Leaving the woods behind, the walk continues towards the pool behind Mondriaan, another student housing complex at the edge of campus, passing the baseball field and Vlinder. On the way to the water, the discussion continues. ‘Of course, the campus is not a nature reserve, but we can still create high biodiversity’.

De Haan mentions that it’s important to create ‘symbiosis’ on campus. A prime example is the oak processionary caterpillar, that the UT and Krinkels have to battle every year in springtime. ‘We do this by stimulating the natural enemies of the caterpillars. They are a pretty new plague, so we still need to sometimes suck them away. But we mostly use nematodes we can spray. They are a natural enemy that go inside the caterpillar and lay eggs. These eggs then hatch and the young eat the caterpillar from the inside out. Another natural enemy of the caterpillars is great tit (koolmees in Dutch, ed.), a small bird which the little white bird houses in several of the trees on campus are there to attract.’

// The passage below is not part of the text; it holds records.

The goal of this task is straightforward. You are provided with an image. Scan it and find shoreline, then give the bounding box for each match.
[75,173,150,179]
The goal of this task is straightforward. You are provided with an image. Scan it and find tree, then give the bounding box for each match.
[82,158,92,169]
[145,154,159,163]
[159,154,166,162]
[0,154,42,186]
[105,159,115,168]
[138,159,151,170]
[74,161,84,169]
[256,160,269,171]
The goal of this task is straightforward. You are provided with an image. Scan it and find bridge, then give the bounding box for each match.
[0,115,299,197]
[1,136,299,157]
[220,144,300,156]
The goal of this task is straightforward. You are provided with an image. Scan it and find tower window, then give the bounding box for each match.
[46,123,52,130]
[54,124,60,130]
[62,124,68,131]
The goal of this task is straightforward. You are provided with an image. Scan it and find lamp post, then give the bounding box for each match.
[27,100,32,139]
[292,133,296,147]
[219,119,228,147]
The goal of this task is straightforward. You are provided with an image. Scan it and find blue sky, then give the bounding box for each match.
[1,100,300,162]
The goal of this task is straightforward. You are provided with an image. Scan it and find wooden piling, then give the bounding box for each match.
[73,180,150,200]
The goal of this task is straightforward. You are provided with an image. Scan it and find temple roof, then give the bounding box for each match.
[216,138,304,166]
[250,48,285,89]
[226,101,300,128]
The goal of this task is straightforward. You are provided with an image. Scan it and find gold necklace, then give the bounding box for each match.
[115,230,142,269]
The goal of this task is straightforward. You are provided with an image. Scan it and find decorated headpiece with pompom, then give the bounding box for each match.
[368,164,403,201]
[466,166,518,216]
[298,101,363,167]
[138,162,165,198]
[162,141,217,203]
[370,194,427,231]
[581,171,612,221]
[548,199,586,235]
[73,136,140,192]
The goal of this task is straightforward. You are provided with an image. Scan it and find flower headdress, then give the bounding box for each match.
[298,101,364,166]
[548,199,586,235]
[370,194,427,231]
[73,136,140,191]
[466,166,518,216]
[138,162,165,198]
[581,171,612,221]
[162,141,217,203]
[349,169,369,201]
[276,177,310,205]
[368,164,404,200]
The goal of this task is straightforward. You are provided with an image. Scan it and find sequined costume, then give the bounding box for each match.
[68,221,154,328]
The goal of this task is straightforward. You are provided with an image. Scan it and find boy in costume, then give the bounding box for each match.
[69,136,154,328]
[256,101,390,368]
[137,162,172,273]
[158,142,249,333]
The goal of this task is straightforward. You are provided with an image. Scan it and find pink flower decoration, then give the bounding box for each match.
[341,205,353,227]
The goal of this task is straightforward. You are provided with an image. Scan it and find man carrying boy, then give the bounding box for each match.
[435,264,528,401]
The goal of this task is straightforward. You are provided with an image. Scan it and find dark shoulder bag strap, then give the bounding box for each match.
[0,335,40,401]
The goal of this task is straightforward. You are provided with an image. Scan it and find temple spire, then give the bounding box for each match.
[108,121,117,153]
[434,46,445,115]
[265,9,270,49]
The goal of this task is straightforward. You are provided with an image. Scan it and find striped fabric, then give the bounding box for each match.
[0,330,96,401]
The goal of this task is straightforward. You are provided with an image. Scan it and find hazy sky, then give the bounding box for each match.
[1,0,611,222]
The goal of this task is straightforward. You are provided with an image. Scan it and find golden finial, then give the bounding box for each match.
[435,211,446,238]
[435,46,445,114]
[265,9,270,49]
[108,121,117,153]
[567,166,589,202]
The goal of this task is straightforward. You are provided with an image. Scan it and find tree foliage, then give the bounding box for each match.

Nearing Mondriaan, a few ragged planted flowers grow at the edge of the road. Beyond the flowers lies some scrubby grass, scattered with a few small trees before another little forest starts. Kirschbaum explains that eco-friendly grass actually needs to be maintained. ‘If you don’t mow grass, a forest will grow there. Ecological grassland should be mown about twice a year’. In earlier times large grazing animals would fill that function, now it’s up to people and machines.

Water management

The pond behind Mondriaan is large, the water dark and dotted with waterlilies. Small scrubby trees grow along the edges of the banks, interspersed with various waterweeds. Kirschbaum picks a leaf from one dark-leaved plant and rubs it between his fingers, releasing a pungent scent. Water mint.

This is a ‘special lake’, because it is home to ‘endangered dragonflies’, he explains. ‘They are currently nymphs in the water. When they climb out of the water and metamorphose, they will fly for about six weeks and lay eggs on the vegetation. So we ensure that we don’t mow all the vegetation in the water. Only about 30 percent.’

The pond is also home to another species of dragonfly ‘who fly only once in three years’, adds Kirschbaum. ‘This pond, like many things on campus, also serves a purpose to collect rainwater. If it doesn’t go into drainage on campus, it goes here.’

‘Trees are CO2 neutral at the age of 33 years’

The way back from the pool leads past a little stream, the opposite bank thick and knotted with tree roots. Tall beech trees stretch into the sky, smaller younger trees at their feet. Kirschbaum gestures to the new growth. ‘In seven years this all came back from broken dead trees’, since ‘beech trees are all dying from the top down.’

To replace the old monoculture of beech, there are ‘plans to plant new trees, local species that are naturally here, with seeds chosen to attract the natural enemies of the oak processionary caterpillar.’

On the topic of trees, De Haan brings up the large adult trees that were recently replanted near the Horst building. They were ’40 tonne trees, planted with a crane’. They were moved out of the way for construction of the new workplace for the ET faculty. ‘The municipality wanted them cut down, but the university moved them. Trees are CO2 neutral at the age of 33 years, so this was very much worth it’. In addition, they add that, since large trees are often habitats for bats, before ‘removing a tree where there might be a bat nest, we build two new bat boxes and remove the tree only when the bat has moved.’

As the walk winds to an end, the conversation turns to the future. Krinkels has been contracted to manage campus grounds for the next ten years. Together with the UT’s Campus & Facility department, they have plans to improve ‘biodiversity in all areas’. ‘Even when it comes to new buildings, we want to include ecology and nature at construction.’

The trees at the Horst being replanted earlier this year.